Dida já vinha recebendo a ajuda do psicólogo desde setembro do ano passado, quando começou a se preparar para o Storm Samurai 12, que aconteceu em novembro, no Círculo Militar, em Curitiba. No evento, além de vencer seu combate sem muitas dificuldades, Dida foi escolhido o melhor lutador, o que lhe rendeu uma autêntica espada de samurai como prêmio.
Dida foi o primeiro atleta a se interessar pelo trabalho do psicólogo. Fanático por vale-tudo desde a adolescência, há um ano Mello decidiu juntar a paixão juvenil com a atuação profissional, restrita até então à área clínica e corporativa. Uma conversa com uma colega que atuava em um clube de futebol foi o que bastou para que ele se aventurasse na psicologia esportiva, mas em um ramo ainda inexplorado (pelo menos no Brasil).
Na companhia do sócio Fernando Botto (que hoje atua fora do país), ele passou a observar os treinos da Chute Boxe, pôs no papel um projeto se propondo a preparar psicologicamente os lutadores da academia e o apresentou ao mestre Rudimar Fedrigo, líder da escola. "Ele gostou e pediu que falássemos com os lutadores", recorda.

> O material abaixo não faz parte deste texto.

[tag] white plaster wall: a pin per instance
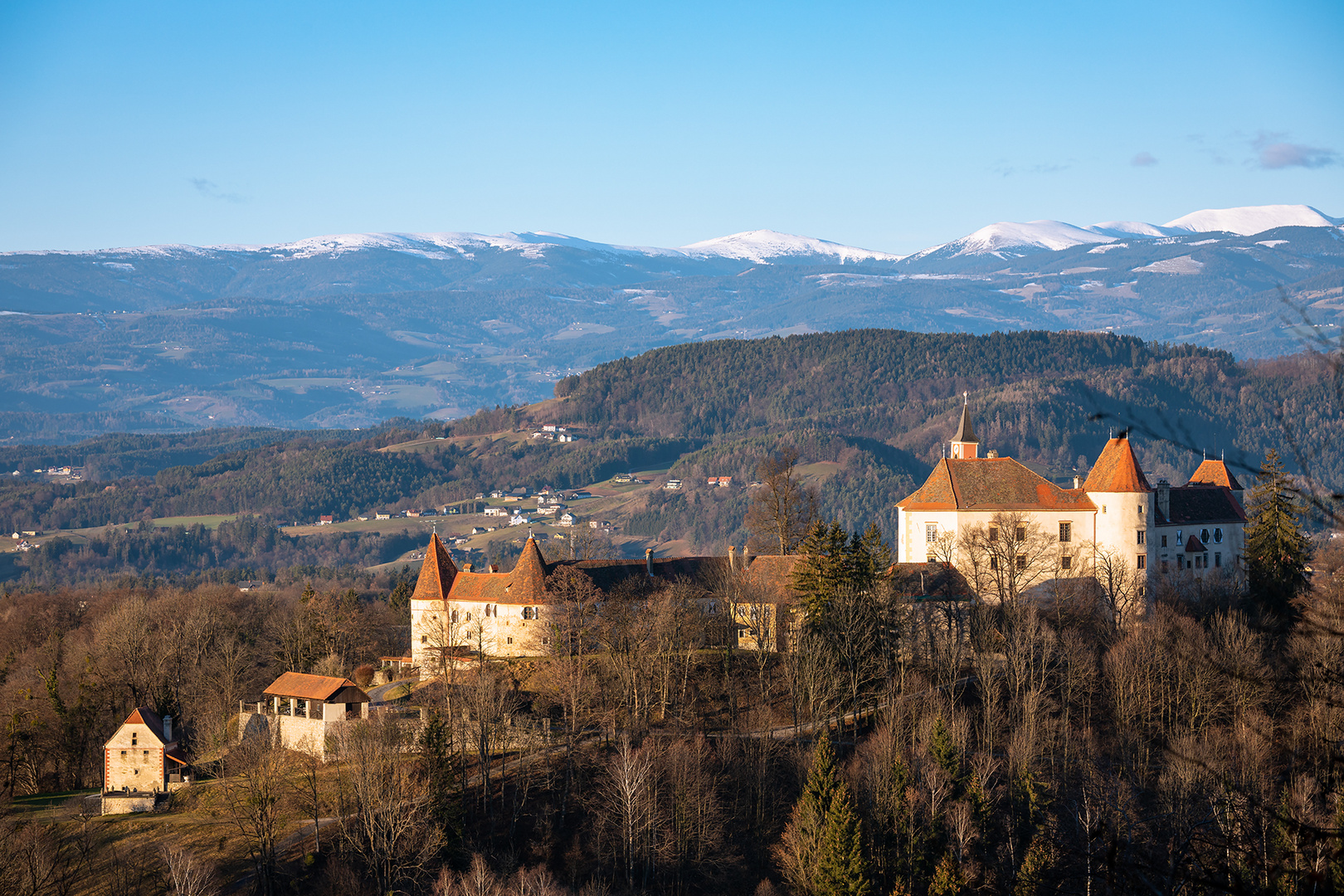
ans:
(134, 767)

Atualmente, além de Dida, outros dois atletas da Chute Boxe (Jean Silva e Luiz Azeredo) também recebem individualmente a atenção do psicólogo. Eles confirmam a tendência do aumento do profissionalismo nessa modalidade de luta em função, principalmente, da proliferação de eventos de MMA no planeta e das altas somas em dinheiro que alguns deles chegam a movimentar (que, entre patrocínios, organização, cotas de TV e bolsas de lutadores alcançam as cifras dos milhões de dólares). Mais do que mero entretenimento, o MMA é cada vez mais visto como um grande negócio.

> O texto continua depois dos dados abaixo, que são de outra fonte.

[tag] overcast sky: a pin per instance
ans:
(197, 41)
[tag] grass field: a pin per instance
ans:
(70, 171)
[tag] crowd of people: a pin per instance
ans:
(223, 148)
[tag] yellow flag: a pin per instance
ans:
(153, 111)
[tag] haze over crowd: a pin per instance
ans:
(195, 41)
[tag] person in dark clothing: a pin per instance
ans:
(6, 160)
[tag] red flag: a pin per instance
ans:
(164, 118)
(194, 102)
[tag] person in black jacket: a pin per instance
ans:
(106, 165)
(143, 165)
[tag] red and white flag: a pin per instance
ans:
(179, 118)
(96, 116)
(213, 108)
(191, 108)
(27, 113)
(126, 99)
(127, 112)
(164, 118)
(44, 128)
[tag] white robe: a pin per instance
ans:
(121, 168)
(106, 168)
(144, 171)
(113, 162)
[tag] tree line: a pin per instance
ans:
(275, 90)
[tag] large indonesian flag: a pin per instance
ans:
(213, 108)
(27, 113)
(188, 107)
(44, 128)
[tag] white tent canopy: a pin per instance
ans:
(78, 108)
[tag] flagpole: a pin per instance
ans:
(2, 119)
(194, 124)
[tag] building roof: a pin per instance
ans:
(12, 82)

Assim, segundo Mello, além da preparação técnica e física, parece natural que cada vez mais lutadores dediquem atenção também ao lado emocional. Para o psicólogo, tal empenho é fundamental para que todo o tempo dedicado aos duros treinamentos seja bem aproveitado no momento de pisar em um ringue.
"Vários treinam, mas os pouquíssimos que chegam no topo são justamente os que conseguem chegar sempre bem preparados física e psicologicamente. Não há nada mais frustrante para um lutador do que perder por nervosismo, pelo branco que pode dar diante de um ginásio lotado ou pelo excesso de adrenalina que faz com que eles se cansem rapidamente em um combate. É comum vermos ótimos atletas sem reação em uma luta e muitos não conseguem imaginar que a razão disso está na cabeça", alerta.